PANDAS and PANS may co-occur with other autoimmune disorders, immune deficiency, or other neurological or psychiatric disorders. This can make treatment and management more complex.
☆ DIAGNOSIS:
An abrupt, acute, dramatic onset of obsessive-compulsive disorder or severely restricted food intake.
Concurrent presence of additional neuropsychiatric symptoms with similarly severe and acute onset from at least 2 of the following categories:
· Anxiety.
· Emotional Lability and/or Depression.
· Irritability, Aggression, and/or Severe Oppositional Behaviors.
· Behavioral (Developmental) Regression.
· Sudden Deterioration in School Performance (struggling to focus/ concentrate).
· Motor or Sensory Abnormalities.
· Somatic Signs and Symptoms, including Sleep Disturbances, Enuresis, or Urinary Frequency.
Symptoms are not better explained by a known neurologic or medical disorder.
Age requirement – None
□Sexual or religious obsessions (fear that God hates them or that they have done something morally offensive).
□Aggressive obsessions of harm to oneself.
□Intrusive images, words, music or nonsense sounds (examples: unwanted images, words, or music appear in the mind that do not stop).
□Need to tell, ask, or confess (examples: child needs to tell parent every perceived mistake or sin that day in school; excessive guilt).
□Some patients may experience the abrupt onset of clinical depression. A child might say “I’m not a good person,” but may also become so severe that the depression is accompanied by suicidal ideation. Self-injurious behaviors and suicidal ideation are also common and of particular concern among children with concomitant impulsivity and behavioral regression, as they may injure themselves. The constant battle with their own thoughts and comorbid symptoms may lead to depression until they ask “why is life worth living?”
□A number of factors may contribute to the child’s academic difficulties, including, among others, a shortened attention span, difficulties with concentration or memorization, and other disturbances of cognition and executive functioning. For example, a child previously may have been able to concentrate for hours on an art project, but now can focus for only a few minutes at a time. Math skills often decrease from previous levels, and children have been reported to develop new deficits of visuospatial skills.

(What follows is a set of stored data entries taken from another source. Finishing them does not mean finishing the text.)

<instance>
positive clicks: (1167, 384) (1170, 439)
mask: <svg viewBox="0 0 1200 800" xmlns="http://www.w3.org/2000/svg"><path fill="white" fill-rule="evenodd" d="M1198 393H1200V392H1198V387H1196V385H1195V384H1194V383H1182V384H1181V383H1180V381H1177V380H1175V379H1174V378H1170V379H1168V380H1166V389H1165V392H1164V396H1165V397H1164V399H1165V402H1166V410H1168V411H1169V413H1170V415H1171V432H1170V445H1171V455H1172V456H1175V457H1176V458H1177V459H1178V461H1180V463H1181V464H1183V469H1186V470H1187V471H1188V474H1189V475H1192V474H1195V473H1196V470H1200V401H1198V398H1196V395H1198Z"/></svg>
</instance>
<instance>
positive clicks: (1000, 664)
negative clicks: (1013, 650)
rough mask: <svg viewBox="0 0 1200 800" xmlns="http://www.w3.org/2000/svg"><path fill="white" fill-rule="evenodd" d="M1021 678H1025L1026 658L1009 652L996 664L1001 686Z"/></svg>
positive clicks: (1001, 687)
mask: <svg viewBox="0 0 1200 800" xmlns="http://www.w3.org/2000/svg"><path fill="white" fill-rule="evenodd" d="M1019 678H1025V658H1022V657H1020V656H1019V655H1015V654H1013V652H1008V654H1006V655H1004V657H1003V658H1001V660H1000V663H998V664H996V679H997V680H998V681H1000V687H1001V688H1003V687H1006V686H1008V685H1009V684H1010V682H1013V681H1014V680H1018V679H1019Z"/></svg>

□The sensory abnormalities may include a sudden increase in sensitivity to light, noises, smells, tastes, or textures.
□Sleep problems and disturbances of urination and micturition are among the most common physical manifestations of PANS.
PANDAS (like Sydenham chorea) is a semi-acute illness, which means that symptoms can disappear over a period of weeks to months without any intervention. For this reason, “Tincture of time” might be an appropriate therapy for children in the mild to moderate severity range. Since the child could recover on his own, any treatments used to hasten the process must not carry significant risks.